EX-MAYORAL HIRE ROCHELLE WEB, the former director of the D.C. Department of Employment Services, says she was fired recently for, in part, expressing concerns that the city was improperly funding a jobs program that serves mostly ex-offenders. Ms. Webb, who lost her job April 1 in the firestorm over Mayor Vincent C. Gray's political hires, tells The Washington Times in the second part of an exclusive interview.
INTERNET GAMBLING is coming to the District of Columbia. The city will be the first U.S. jurisdiction to allow Internet gambling, trying to raise millions of dollars from the habits of online-poker buffs and acting ahead of traditional gambling meccas such as New Jersey and Nevada, according to the Associated Press.
Permitting the online games was part of the 2011 budget, and a 30-day period for Congress to object expired last week, said D.C. Council member Michael A. Brown, who authored the provision. The games would be available only to gamblers making bets within the borders of the District of Columbia.
A D.C. MAN PLEADED GUILTY Tuesday to unauthorized use of the Jeep of an American University professor found dead in her home last year. Court records show Deandre Hamlin, 18, pleaded guilty in D.C. Superior Court to unauthorized use of a vehicle, the Washington Examiner reports.
Montgomery County prosecutors dropped theft charges in the case last week. Hamlin was arrested after crashing the Jeep that belonged to Sue Ann Marcum, who was found beaten and strangled to death in her Bethesda home. Nobody has been charged in the death of the 52-year-old Marcum.
FORMER VIRGINIA SEN. GEORGE ALLEN on Tuesday reported raising $1.5 million during the first quarter in his quest to reclaim the seat he lost to Democratic Sen. Jim Webb in 2006, dwarfing the roughly $150,000 that newcomer and tea party favorite Jamie Radtke says she raised. Ms. Radtke will face Mr. Allen, also a former Virginia governor, in the Republican primary next year, according to The Washington Times.
A FINAL VIRGINIA REDISTRICTING MAP is on hold until legislators in the General Assembly return to Richmond after Easter. The legislators went home Tuesday after the House voted to approve a congressional map that essentially keeps all 11 congressmen in their districts and expands districts, where needed, to reach ideal population levels.

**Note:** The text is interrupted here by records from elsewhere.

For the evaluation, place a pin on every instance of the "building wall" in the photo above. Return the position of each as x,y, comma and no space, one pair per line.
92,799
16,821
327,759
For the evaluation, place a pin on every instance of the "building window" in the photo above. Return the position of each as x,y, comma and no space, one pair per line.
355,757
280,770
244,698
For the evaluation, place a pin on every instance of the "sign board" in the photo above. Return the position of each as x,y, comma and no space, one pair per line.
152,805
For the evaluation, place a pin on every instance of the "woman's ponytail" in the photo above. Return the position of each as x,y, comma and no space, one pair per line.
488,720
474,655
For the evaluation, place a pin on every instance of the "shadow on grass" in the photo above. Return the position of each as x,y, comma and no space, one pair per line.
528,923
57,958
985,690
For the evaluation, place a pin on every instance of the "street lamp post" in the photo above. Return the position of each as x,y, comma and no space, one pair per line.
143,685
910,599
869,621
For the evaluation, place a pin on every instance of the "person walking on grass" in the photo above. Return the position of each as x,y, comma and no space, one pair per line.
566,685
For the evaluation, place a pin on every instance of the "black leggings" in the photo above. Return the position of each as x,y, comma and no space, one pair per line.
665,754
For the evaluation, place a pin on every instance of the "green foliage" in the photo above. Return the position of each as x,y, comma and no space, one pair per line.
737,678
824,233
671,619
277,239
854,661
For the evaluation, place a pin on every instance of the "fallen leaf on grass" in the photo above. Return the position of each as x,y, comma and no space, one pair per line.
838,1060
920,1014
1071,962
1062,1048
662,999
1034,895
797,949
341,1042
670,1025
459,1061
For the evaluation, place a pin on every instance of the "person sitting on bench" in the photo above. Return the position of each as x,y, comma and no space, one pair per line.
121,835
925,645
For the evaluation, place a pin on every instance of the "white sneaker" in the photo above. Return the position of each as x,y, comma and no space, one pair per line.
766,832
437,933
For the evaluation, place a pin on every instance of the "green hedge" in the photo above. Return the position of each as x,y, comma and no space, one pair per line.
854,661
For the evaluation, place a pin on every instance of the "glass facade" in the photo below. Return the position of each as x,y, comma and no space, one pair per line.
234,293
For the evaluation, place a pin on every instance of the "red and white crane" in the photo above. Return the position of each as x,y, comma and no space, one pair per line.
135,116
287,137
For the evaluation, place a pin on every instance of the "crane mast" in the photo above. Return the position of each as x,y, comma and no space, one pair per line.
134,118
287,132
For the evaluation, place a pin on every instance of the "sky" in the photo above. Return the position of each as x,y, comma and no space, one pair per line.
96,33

The Senate took the House bill and amended it with a Democratic version that makes the 4th District a majority-minority district and makes the 3rd District a minority-influence district, the state's only majority-minority district, according to the Free Lance-Star of Fredericksburg, via email@example.com.
MARYLAND GOV. MARTIN O'MALLEY on Monday criticized General Assembly lawmakers, saying he thought they had "choked" on several of his highest-priority legislative initiatives. They were especially skeptical of the Democratic governor’s signature offshore wind bill, which would have required power companies to enter into a 25-year energy-purchasing contract with an alternative-energy company and would have increased utility bills for Maryland residents, The Washington Times reports.